きものでお出かけ【根津美術館】燕子花図屏風
尾形光琳作 国宝 燕子花図 の屏風を拝見に、根津美術館へ行ってきました。
国宝が間近で見れるというので、ワクワク、評判の庭園の燕子花も見どころの一つ。
素晴らしい美術品と風景に とても良い時間を過ごしました。(写真1)
根津美術館は 表参道駅から徒歩数分にあり、 東武鉄道の初代社長である実業家 根津嘉一郎氏のコレクションを元にして 二代目が設立。
初代が茶人でもあったので茶道具が豊富です。
また広い庭園には 3つの茶室、緑と池を配しており、都心とは思えないほどゆったりと過ごせる場所です。
さて、今回の展示のテーマは実際に根津氏が主催したお茶事を再現。(会期は終了しています。)
展示物は 当日の掛け物や花入れ、お茶碗など。 茶事の進行通りに展示しており、 まさに自分が招待されているかのようでもあり、また茶道を今年はじめたので 興味深く拝見しました。
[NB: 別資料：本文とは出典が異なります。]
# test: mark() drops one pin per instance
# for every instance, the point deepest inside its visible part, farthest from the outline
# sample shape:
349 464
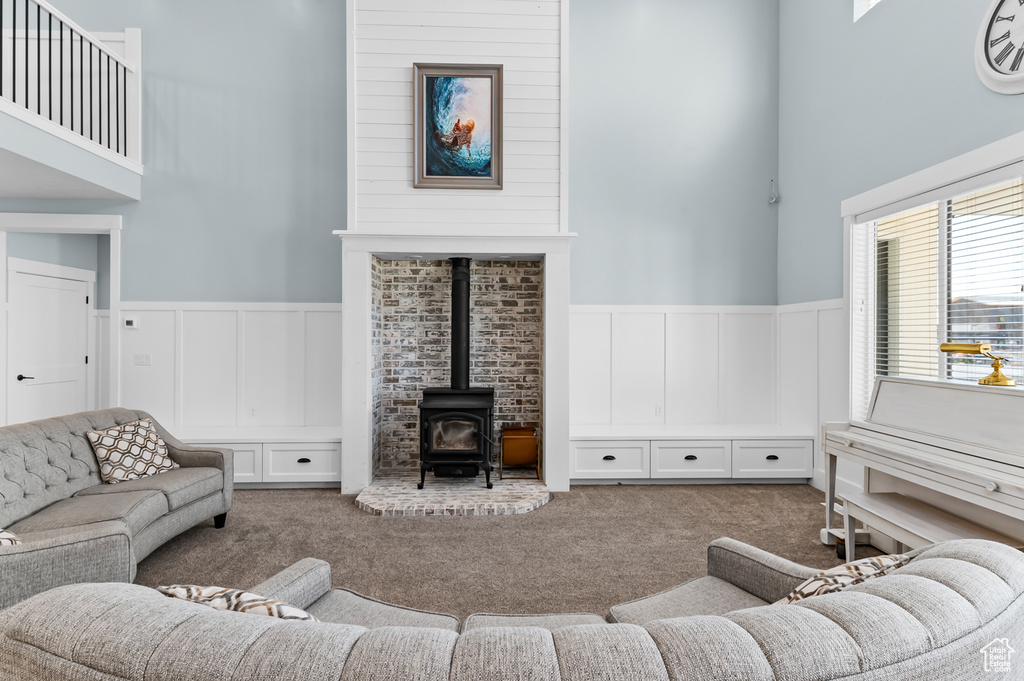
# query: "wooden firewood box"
519 449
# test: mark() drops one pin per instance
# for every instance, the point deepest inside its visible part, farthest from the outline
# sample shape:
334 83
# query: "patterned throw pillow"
838 579
130 452
236 599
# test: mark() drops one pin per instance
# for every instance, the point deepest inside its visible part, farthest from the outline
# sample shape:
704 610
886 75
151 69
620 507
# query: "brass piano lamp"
996 377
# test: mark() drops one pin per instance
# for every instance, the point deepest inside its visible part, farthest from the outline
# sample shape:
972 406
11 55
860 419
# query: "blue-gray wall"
244 146
673 141
864 103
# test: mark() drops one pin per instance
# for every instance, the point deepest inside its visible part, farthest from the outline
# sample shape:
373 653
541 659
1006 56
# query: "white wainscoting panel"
748 367
590 369
273 369
799 355
691 367
834 391
814 376
150 387
638 368
323 370
209 367
232 365
389 37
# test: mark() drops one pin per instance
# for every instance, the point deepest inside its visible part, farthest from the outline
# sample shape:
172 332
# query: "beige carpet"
585 551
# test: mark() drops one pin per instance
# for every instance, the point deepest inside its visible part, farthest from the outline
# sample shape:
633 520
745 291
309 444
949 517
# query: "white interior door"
48 343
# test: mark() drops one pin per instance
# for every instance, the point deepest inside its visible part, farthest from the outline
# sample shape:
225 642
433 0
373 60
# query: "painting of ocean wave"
457 126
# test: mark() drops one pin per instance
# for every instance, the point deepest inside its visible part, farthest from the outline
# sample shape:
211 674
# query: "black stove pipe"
460 324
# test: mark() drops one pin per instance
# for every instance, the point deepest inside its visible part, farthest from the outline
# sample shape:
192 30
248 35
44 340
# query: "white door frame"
68 224
76 274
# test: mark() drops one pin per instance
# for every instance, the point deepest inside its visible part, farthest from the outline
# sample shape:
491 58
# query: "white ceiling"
25 178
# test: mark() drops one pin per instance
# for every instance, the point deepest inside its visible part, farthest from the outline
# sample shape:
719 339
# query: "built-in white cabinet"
284 462
691 459
610 460
305 462
772 459
248 461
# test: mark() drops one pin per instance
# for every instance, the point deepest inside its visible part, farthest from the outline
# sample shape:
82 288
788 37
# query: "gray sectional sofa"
75 528
929 620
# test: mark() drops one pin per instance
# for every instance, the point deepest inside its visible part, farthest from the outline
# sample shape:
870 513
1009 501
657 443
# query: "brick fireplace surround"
395 341
412 345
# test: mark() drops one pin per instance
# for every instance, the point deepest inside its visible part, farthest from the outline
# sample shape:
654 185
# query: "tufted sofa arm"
756 571
187 456
97 552
300 584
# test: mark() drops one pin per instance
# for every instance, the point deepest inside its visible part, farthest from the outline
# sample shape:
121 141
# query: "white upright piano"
941 460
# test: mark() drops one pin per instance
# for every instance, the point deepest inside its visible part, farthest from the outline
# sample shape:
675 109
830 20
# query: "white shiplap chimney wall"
387 37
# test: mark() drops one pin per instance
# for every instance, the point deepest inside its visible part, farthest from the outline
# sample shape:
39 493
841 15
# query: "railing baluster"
39 60
27 104
92 111
81 86
49 65
124 110
1 48
13 51
109 145
107 98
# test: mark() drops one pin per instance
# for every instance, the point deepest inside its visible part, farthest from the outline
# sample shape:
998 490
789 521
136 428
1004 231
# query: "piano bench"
909 521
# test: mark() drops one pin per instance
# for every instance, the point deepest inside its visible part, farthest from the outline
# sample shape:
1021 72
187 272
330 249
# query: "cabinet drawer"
609 459
772 458
691 459
305 462
248 462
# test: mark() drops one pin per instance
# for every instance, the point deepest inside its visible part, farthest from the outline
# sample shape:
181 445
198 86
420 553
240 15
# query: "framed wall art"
457 138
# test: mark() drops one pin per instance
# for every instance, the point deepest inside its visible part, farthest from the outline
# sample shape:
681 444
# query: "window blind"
985 279
950 270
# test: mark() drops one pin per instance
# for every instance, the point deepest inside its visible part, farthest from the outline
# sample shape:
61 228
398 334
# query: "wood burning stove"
457 423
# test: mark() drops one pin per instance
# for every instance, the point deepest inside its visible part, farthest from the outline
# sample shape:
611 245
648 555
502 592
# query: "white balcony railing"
51 68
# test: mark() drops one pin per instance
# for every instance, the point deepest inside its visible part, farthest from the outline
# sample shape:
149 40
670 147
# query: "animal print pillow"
129 452
236 599
838 579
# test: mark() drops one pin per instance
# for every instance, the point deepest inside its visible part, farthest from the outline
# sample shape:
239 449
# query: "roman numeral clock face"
999 54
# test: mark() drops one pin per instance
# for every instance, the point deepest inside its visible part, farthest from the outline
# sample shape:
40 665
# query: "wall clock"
999 53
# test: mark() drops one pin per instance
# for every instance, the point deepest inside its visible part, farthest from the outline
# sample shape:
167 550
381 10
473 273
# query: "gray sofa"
75 528
929 620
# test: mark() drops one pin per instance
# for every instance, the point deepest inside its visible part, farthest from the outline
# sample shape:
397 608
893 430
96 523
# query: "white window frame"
988 165
860 7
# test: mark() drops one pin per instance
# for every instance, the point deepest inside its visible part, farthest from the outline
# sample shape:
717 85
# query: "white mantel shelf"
465 244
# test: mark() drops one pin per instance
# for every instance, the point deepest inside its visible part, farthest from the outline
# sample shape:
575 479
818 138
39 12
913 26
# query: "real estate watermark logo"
997 655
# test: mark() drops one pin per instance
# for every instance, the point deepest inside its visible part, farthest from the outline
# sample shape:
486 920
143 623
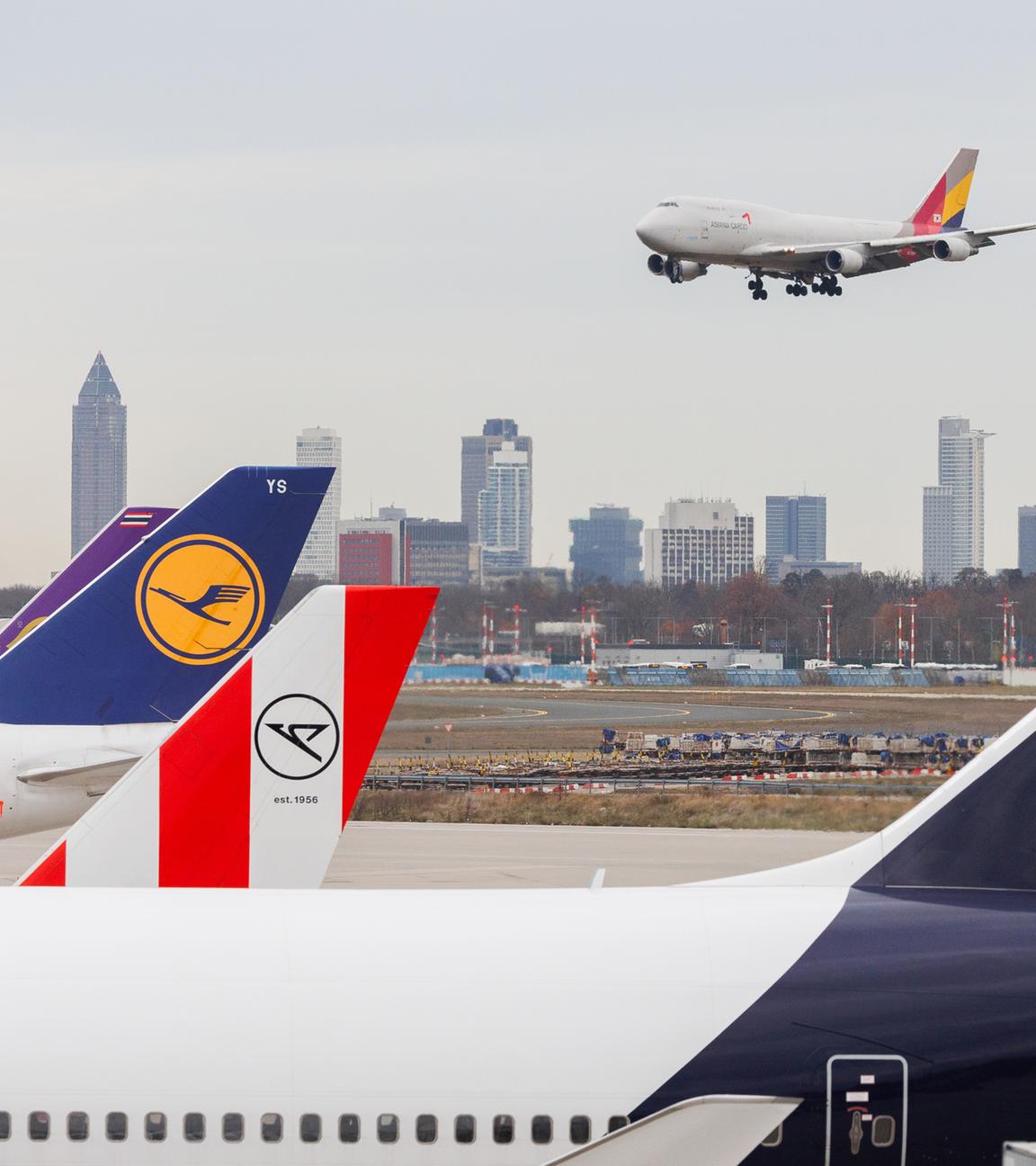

いよいよ今回の見どころである、尾形光琳*1作の燕子花の屏風絵は お茶事の合間に客に披露されました。
この屏風は 6曲1双の金地で、 縦約150cm X横約350cm と大きく 迫力があります。 招待客はきっと度肝を抜かれたのでは?! と思います。 私も圧倒されました!
この燕子花は 『伊勢物語』の 『東下り』の1シーン。
主人公『昔男』(むかしおとこ) が 旅の途中、燕子花の綺麗な場所で お昼を食べながら 都に残してきた人のことを思って和歌に詠んだ*2というくだり。
その場所が8つの板の橋を渡してあったので、このシーンを『八つ橋』といい有名です。
今回の屏風には この橋はありません。金屏風に燕子花のみが描かれていて、その単純さに迫力があります。(写真は美術館のHPで見ることができます。)
実は燕子花の図屏風はもう1双あって、橋が描かれている『八つ橋図屏風』(メトロポリタン美術館蔵)。
このお茶会の殿(しんがり)*4は 在原業平(ありわらなりひら)*3が描かれている硯箱(光琳作)。
さぁ、なぜでしょうか?
実はこのかた 『伊勢物語』の主人公、『昔男』のモデルと言われている人物です。
燕子花図屏風が 『伊勢物語』の『八つ橋』が題材であること、 主人公が ”なりひら” であることが ピ〜ンとこなければ、 茶会を主催した亭主の洒落たおもてなしに気づけないわけです。
教養は身につけておくべきですね・・・。今更ながら思いました。
*1 尾形光琳は 江戸時代の絵師、美術家で 琳派という日本美術の大きな潮流の代表格。
代表作は 燕子花図屏風、風神雷神など、白地秋草模様描絵小袖など。
八つ橋ほか、光琳梅などモチーフは 着物や帯にも写され、着物ファンに愛されています。
*2 『から衣きつつなれにし妻しあれば はるばる来ぬる旅をしぞおもふ』
*3 在原業平 平安時代初期の公家。天皇の孫。和歌がうまく古今和歌集にも多数採用。さらに容姿端麗のモテ男と伝わる。
*4 最後。 この場合は最後の飾り物ということ。
もう一つのお楽しみ、庭園。
さらに 燕子花を眼下にした茶室で 薄茶とお菓子 銘:顔佳花 (かおよばな 燕子花の別名)を頂きました。
掛け物は『終始一誠意』。
意味は 何事も終始誠意を尽くさなければ成就できませんという事。
実に実業家らしい言葉かなと思います。
美術品、庭園の他に こちらの建物も素晴らしかったです。
隈研吾氏の設計です。新国立競技場を設計した方ですね。 道路から入り口までの竹のアプローチが気分を高揚させます。
写真は友人が撮ってくれました。 気軽な小紋の装い。 着物を着た方も多数で訪問着から紬まで様々、お茶もいただけるせいか色無地の方も多かったです。 ということで他の方の装いも楽しませて頂きました。
庭園内のカフェから覗く みどりの風景。 絵の中にいるようで、何時間でもじっとしていられそうです。
根津美術館では 毎年GWの頃、国宝『燕子花図屏風』を公開しているそうです。
ご紹介した作品や庭園の写真はほんの1片、ぜひに実際にご覧になってみてください。